エコライブ・音楽を太陽電池で

太陽光で音楽ライブを

福島原発の事故後、ミュージシャンなどがデモで原発反対を訴える場面などをよく見かけるようになりました。アンプや照明などで大量の電力を使う音楽ライブですが、その電源を太陽光でまかなえないかと考えたのが、コンサートの舞台演出で世界的にも認められているネクストワンクリエイトです。

NANO-MUGEN FES.2012

「太陽光でライブをやったらどうか」という考えをコンサート演出のネクストワンクリエイトの社長、市川訓由が考えたのは2009年。しかし技術的な問題から、一度は断念したというこの計画でしたが、2011年3月11日の震災後の原発事故の後、再度この計画が持ち上がり、2012年2月、震災後延期になったアジアンカンフージェネレーションのツアーでは実験的に取り入れられました。

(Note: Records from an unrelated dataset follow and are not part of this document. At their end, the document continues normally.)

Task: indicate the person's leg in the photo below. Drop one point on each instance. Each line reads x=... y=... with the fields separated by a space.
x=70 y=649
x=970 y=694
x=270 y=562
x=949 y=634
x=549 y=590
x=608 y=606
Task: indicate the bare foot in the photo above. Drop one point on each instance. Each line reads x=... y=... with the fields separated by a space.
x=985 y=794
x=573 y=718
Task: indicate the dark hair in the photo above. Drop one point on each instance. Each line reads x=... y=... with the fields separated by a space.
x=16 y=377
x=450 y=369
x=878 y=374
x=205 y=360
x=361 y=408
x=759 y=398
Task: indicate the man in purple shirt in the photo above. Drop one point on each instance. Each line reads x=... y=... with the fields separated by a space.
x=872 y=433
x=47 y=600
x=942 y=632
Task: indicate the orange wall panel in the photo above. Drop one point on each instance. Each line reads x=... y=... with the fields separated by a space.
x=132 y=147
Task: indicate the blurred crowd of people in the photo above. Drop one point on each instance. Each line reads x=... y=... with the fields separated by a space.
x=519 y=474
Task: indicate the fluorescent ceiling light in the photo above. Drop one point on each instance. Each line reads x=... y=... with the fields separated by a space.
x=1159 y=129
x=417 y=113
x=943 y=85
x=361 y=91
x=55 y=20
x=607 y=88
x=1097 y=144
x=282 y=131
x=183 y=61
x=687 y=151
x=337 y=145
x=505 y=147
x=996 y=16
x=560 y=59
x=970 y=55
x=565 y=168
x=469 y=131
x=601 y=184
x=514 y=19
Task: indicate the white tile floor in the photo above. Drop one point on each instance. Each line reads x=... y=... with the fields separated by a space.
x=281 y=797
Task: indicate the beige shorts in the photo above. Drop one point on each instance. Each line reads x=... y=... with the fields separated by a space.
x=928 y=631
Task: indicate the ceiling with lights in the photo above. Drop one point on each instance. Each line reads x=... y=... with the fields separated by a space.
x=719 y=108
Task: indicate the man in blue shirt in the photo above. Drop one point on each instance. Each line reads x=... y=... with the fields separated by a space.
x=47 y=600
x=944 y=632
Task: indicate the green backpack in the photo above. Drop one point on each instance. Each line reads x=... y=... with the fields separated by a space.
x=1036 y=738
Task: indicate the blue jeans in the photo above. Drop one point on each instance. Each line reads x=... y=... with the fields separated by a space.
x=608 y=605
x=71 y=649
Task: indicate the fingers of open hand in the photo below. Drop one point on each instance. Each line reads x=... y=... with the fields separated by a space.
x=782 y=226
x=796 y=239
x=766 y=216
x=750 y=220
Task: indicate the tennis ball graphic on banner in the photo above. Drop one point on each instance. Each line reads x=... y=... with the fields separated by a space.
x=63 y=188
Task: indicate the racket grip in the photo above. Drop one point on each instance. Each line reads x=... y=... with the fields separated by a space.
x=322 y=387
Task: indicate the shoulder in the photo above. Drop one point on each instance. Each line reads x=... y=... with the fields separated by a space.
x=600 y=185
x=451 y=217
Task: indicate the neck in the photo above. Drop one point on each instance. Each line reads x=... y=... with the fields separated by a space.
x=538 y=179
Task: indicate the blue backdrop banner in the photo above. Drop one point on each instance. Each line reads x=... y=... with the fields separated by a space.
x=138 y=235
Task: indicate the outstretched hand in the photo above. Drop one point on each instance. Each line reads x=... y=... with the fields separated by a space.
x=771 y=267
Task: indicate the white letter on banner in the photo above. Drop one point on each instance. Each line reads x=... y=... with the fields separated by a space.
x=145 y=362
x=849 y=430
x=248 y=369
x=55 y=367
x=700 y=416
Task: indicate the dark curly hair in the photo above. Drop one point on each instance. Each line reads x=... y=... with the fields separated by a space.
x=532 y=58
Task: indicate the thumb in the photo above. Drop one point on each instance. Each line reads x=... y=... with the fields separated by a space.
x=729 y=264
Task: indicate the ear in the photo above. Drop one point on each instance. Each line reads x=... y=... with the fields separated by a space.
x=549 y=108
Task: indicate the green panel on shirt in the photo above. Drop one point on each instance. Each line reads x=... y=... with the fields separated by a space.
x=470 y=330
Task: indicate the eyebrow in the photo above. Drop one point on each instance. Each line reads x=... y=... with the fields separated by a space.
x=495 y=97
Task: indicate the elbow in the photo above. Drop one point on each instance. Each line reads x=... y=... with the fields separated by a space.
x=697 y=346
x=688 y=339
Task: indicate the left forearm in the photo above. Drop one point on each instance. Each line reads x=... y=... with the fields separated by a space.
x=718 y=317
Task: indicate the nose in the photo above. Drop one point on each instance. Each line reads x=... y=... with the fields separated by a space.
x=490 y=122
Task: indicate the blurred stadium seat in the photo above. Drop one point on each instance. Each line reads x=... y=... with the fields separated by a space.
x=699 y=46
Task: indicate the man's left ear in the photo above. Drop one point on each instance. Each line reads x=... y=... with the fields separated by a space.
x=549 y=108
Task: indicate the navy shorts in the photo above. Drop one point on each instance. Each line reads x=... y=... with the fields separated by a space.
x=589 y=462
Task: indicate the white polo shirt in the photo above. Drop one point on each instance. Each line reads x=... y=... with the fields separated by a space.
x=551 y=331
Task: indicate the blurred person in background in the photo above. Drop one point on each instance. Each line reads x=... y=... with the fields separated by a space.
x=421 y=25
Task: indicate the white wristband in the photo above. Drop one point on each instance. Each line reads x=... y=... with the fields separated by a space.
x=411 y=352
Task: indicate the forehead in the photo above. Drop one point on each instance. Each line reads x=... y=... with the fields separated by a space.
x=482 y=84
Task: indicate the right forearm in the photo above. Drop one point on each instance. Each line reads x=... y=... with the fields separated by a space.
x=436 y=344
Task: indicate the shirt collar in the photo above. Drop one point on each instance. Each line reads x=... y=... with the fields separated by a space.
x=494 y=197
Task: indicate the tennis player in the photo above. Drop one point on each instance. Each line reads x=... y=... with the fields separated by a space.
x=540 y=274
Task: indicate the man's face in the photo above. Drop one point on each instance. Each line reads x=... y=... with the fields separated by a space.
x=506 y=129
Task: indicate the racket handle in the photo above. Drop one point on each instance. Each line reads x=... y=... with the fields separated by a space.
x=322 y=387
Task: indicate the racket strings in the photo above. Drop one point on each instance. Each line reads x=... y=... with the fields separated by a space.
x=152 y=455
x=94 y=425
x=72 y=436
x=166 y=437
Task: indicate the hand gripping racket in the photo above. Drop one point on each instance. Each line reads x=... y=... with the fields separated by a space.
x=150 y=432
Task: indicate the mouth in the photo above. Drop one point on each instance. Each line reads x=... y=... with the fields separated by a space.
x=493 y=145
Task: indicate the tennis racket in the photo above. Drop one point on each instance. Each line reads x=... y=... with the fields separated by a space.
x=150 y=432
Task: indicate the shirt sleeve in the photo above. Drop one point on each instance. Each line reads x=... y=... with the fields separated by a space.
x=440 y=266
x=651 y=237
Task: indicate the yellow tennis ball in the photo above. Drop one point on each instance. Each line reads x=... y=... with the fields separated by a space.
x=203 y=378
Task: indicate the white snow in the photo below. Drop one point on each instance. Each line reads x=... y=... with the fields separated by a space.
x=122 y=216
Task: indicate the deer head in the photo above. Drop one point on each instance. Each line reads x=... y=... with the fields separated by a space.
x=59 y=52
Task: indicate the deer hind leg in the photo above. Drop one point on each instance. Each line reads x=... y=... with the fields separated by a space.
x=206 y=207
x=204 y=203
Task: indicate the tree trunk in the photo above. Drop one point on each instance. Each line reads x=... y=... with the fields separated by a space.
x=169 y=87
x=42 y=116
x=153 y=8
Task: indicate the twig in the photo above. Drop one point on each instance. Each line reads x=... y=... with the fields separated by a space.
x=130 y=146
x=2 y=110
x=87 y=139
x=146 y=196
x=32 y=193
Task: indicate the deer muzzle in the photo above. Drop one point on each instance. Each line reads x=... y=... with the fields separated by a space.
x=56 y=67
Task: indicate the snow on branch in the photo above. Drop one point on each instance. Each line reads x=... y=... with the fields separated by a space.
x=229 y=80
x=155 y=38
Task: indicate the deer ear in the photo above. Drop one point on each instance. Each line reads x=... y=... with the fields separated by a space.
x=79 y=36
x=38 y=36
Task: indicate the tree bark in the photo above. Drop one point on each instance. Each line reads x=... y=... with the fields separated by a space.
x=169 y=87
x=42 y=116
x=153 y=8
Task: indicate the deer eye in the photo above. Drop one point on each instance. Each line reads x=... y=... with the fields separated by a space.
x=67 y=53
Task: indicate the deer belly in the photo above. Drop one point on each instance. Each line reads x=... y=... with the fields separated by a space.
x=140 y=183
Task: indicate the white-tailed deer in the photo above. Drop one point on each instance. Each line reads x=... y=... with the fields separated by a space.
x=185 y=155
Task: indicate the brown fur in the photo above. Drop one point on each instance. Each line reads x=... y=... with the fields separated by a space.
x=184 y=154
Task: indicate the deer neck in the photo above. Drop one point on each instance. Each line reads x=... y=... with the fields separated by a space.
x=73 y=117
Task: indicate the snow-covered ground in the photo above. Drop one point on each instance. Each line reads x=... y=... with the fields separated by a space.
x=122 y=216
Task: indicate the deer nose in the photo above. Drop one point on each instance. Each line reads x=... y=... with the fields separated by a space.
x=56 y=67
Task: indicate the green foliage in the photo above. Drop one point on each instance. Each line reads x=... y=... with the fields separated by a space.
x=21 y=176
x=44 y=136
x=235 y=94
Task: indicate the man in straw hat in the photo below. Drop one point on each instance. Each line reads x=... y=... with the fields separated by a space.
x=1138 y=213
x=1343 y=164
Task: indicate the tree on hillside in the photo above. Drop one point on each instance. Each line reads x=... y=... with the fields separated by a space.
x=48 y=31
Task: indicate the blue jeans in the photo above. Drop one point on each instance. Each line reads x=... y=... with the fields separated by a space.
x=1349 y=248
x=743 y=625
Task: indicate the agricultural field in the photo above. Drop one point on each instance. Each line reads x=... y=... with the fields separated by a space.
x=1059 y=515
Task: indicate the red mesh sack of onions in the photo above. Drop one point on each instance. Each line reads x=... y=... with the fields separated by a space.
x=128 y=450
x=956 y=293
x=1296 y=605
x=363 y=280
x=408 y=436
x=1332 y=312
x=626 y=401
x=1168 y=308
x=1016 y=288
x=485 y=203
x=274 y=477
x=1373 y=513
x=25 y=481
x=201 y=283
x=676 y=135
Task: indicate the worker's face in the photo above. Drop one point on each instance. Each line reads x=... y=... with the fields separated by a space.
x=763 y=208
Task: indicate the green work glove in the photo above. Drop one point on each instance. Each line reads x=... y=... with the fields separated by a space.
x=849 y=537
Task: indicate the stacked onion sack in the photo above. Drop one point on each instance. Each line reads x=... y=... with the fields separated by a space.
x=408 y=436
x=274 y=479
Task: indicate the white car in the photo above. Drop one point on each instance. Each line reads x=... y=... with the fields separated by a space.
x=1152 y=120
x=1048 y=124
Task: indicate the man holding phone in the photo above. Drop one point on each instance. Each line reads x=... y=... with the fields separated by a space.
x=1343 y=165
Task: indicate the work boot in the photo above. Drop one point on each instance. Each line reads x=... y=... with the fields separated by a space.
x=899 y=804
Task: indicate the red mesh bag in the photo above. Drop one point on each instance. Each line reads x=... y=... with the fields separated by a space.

今年7月に行われた「NANO-MUGEN FES.2012」ではより本格的なシステムの利用が計画されました。その方法は、会場にパネルを設置することは難しかったため、会場に近い空き地にパネルを並べ、バッテリーに蓄電したものを運ぶという方法がとられました。11tトラックにいっぱいのバッテリーで、10時間のフェスで必要な電力の約2割を太陽光で作った電力でまかなわれました。

アワード受賞

アメリカ最大のエンターテインメント空間演出のための製品、技術、ソフトを展示するコンベンション「Lighting Dimensions International 2011」で、このエコライブシステムはプロダクト部門での賞を取りました。日本人として、原発事故後に考えたことを世界にアピールする目的であったと言い、受賞は思いがけてもいなかったという事ですが、世界の後押しにモチベーションも高まったとのことです。コストの面で改善すべき問題はまだ多いようですが、今このタイミングで、コストを多少犠牲にしても率先して取り入れることが、業界全体の意識の底上げにも重要であると考えています。

THE SOLAR BUDOKAN

2012年12月20日に日本武道館で行われるイベント「THE SOLAR BUDOKAN」は、太陽光から生まれた電気でライブをするというギタリストの佐藤タイジの構想を実現させるイベントになります。電源供給の具体的な方法については公開されていませんが、太陽光電源だけで、武道館のような大きな会場の電源をまかなえるという前例が与える影響は大きくなると予想できます。